If it is batteries versus hydrogen, for Hydroplane the universe’s most abundant element wins every time.

The company is a pioneering, California-based start-up, backed by the US Air Force, that begins flight testing its modular hydrogen fuel cell power plant for general aviation, UAM and vertical lift platforms later this year.

“Hydrogen has a much higher energy density,” Dr Anita Sengupta (pictured), founder and CEO, Hydroplane tells Revolution.Aero. Energy density is the energy in watts per kg of weight. At that calculation, hydrogen has an energy density of 35,000 watts per kg, while lithium-ion batteries come in at around 200 watts per kg.

“With almost all aviation use cases you want to fly for an extended period of time, so as you increase your endurance requirements, batteries become less and less of an option. If you want to fly for more than an hour, batteries don’t work. You can take a look at the battery-powered aircraft on the market — there’s not many, take the Pipistrel, it flies for an hour and can hold two people. That’s really the limit with what you can do with battery-powered aircraft right now,” says Sengupta.

So, hydrogen allows you to have a much higher energy density. “Essentially, you only need one hydrogen battery, which is a fuel cell stack and then you increase your range by carrying more fuel,” says Sengupta. The ceiling on your distance is how much fuel the aircraft can carry.

This approach allows Hydroplane to keep to the existing endurance of aircraft currently in production. “We configure the feed system to couple to the endurance requirement of the platform it will power.”

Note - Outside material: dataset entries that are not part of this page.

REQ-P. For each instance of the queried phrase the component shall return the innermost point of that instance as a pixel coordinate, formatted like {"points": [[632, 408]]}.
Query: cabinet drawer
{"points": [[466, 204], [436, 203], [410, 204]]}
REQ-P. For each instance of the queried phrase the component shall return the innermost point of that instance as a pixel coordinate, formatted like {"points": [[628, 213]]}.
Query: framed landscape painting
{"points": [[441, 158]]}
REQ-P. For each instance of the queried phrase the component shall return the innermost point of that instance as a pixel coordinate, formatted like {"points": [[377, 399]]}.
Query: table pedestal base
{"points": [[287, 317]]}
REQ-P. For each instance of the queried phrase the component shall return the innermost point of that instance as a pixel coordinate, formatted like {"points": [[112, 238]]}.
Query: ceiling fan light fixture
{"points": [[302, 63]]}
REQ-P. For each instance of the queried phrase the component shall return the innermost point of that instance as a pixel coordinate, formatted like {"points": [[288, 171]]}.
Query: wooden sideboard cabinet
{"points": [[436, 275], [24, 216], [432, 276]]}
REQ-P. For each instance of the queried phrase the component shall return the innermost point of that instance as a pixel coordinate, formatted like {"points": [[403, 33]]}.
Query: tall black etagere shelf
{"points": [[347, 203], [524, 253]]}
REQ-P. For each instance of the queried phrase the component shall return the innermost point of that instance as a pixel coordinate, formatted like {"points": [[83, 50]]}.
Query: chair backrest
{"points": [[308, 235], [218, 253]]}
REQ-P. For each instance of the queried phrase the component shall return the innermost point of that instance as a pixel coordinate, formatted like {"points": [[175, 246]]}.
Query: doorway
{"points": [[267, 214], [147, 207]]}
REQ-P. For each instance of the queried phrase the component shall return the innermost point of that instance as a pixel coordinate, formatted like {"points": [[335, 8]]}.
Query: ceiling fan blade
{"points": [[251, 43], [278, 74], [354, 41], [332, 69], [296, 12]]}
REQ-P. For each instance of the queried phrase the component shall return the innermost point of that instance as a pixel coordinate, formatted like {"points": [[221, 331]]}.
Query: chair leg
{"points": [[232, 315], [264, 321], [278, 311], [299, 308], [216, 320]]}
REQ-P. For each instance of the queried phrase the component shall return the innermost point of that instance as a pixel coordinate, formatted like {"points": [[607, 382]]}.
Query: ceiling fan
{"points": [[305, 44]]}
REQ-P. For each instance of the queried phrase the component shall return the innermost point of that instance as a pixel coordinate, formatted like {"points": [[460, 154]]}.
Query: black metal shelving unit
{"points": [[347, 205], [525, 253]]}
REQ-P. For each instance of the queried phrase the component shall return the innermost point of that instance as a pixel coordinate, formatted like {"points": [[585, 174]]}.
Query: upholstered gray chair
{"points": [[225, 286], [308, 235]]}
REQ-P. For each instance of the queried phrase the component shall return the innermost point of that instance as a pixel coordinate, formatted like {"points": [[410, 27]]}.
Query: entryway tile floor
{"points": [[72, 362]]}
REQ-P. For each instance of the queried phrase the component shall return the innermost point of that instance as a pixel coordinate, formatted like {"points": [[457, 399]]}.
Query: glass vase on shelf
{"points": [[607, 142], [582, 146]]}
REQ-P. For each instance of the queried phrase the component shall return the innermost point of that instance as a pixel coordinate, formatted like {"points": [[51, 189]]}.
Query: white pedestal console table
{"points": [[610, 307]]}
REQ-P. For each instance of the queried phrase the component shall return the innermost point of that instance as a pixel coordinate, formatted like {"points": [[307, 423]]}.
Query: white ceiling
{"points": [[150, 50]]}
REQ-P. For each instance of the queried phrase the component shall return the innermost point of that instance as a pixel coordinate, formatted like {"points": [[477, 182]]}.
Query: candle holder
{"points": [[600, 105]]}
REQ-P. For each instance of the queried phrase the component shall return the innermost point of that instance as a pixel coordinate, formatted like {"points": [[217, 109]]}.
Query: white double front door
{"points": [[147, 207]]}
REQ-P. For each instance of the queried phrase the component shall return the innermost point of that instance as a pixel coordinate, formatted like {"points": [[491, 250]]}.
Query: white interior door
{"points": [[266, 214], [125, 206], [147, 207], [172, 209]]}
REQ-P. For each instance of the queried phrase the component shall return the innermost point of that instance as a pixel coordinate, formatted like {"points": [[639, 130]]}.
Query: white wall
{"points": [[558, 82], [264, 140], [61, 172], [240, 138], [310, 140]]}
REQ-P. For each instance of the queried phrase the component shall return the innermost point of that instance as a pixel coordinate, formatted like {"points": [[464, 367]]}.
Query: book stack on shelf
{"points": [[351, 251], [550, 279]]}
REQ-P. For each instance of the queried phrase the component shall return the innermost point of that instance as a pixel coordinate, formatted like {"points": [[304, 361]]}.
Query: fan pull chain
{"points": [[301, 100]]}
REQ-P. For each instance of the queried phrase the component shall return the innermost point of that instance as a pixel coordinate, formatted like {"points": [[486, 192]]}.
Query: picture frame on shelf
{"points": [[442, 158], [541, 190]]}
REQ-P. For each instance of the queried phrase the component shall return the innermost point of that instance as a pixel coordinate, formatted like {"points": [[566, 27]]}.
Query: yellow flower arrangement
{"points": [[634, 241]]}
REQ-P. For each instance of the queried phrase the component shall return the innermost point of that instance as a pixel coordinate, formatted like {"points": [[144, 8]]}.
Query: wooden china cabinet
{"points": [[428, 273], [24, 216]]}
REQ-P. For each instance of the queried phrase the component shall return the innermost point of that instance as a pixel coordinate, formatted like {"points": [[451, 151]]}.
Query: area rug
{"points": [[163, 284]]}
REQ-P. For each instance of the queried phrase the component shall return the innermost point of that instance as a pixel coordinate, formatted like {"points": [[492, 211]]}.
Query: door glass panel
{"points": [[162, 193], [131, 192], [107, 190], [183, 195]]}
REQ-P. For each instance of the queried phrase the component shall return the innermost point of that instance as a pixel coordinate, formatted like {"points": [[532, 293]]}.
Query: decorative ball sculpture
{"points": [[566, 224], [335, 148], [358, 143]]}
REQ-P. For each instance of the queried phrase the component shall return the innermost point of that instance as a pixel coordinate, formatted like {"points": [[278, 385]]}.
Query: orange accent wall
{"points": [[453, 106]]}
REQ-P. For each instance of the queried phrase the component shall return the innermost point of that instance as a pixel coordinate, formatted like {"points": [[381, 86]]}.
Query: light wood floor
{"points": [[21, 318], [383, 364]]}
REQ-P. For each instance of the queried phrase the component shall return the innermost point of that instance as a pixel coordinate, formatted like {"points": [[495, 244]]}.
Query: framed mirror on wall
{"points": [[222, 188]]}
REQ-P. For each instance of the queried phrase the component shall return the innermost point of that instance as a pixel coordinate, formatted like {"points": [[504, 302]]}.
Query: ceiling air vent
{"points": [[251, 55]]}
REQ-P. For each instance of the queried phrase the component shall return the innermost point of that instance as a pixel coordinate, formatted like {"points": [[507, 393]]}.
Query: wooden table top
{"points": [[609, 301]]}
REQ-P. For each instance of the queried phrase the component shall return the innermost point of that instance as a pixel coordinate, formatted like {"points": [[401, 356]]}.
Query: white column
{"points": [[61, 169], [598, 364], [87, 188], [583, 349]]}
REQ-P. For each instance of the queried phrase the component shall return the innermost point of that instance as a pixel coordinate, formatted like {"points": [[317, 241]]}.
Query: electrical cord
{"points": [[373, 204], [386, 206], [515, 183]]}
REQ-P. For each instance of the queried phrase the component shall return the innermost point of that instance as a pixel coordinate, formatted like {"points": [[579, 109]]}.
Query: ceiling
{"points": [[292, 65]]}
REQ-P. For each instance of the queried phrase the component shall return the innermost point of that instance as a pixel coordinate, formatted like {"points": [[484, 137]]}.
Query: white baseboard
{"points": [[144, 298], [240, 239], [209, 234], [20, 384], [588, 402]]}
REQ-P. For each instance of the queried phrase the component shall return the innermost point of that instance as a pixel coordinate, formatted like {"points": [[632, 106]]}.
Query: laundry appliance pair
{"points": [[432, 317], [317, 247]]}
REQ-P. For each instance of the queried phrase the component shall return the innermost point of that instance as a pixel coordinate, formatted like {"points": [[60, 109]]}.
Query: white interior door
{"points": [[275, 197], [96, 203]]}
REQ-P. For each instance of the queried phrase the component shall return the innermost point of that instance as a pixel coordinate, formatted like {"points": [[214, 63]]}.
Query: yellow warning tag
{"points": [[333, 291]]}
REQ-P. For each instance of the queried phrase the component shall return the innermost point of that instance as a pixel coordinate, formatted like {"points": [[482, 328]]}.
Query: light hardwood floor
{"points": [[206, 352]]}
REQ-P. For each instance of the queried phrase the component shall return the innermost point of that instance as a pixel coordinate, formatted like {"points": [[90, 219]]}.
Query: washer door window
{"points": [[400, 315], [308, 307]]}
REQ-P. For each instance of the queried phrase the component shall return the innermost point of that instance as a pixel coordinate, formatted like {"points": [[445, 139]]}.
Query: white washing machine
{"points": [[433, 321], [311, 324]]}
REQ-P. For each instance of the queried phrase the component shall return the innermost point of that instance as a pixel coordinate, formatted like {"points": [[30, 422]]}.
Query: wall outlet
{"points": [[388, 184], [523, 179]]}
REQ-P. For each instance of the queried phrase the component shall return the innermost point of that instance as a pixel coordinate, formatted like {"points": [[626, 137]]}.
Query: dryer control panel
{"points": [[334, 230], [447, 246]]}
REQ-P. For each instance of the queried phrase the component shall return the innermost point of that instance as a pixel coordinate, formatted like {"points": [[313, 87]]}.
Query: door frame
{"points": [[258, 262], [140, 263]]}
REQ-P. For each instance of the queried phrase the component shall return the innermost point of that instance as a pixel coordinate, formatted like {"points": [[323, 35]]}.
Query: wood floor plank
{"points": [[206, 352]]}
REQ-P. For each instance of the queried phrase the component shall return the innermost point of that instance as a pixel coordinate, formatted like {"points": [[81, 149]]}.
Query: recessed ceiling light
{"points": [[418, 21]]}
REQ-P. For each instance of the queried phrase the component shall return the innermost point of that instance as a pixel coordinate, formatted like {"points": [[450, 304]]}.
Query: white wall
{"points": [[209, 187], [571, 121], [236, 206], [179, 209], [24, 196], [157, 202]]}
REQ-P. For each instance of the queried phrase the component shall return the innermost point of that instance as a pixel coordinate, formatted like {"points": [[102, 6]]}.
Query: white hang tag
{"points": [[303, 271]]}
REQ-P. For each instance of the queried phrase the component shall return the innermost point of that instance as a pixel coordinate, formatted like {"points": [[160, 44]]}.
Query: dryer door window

Another “huge advantage” of hydrogen is aircraft ground time, according to Sengupta. Rather than waiting the 30-45 minutes, possibly an hour, to charge a battery-powered aircraft, you can fuel-up and go. “I have a hydrogen fuel cell car, its exactly the same as fuelling a conventional, gasoline powered car. You pull up to the pump, you connect the nozzle to your car, you fuel in three to five minutes and you move on.”

“Operationally, aviation would prefer to see a solution which is a fuelling operation versus a charging operation,” says Sengupta.

Hydroplane is just two years old. In that time, it has secured two contracts, worth $750,000 each, to the USAF’s Small Business Technology Transfer, is developing a retrofittable 200kW modular power unit solution and is on track to fly its demonstrator aircraft next year.

AFWERX (part of the USAF venture arm) Agility Prime programme is the USAF’s initiative to accelerate development of the commercial AAM industry. Technologies, such as Hydroplane’s, that have both military and civilian applications can achieve military-standard certification through the programme. They can then take that to the FAA to assist the certification process for civil use.

“We are starting off with single-engined aircraft like Cessna, Piper and Cirrus class. We are not yet trying to address commuter or high altitude aircraft, the system we have in design is for 200-300 horsepower aircraft. [That said] it is modular, in terms of the power plant, so we would like to produce a future generation system which can go up to a megawatt class [of aircraft],” says Sengupta.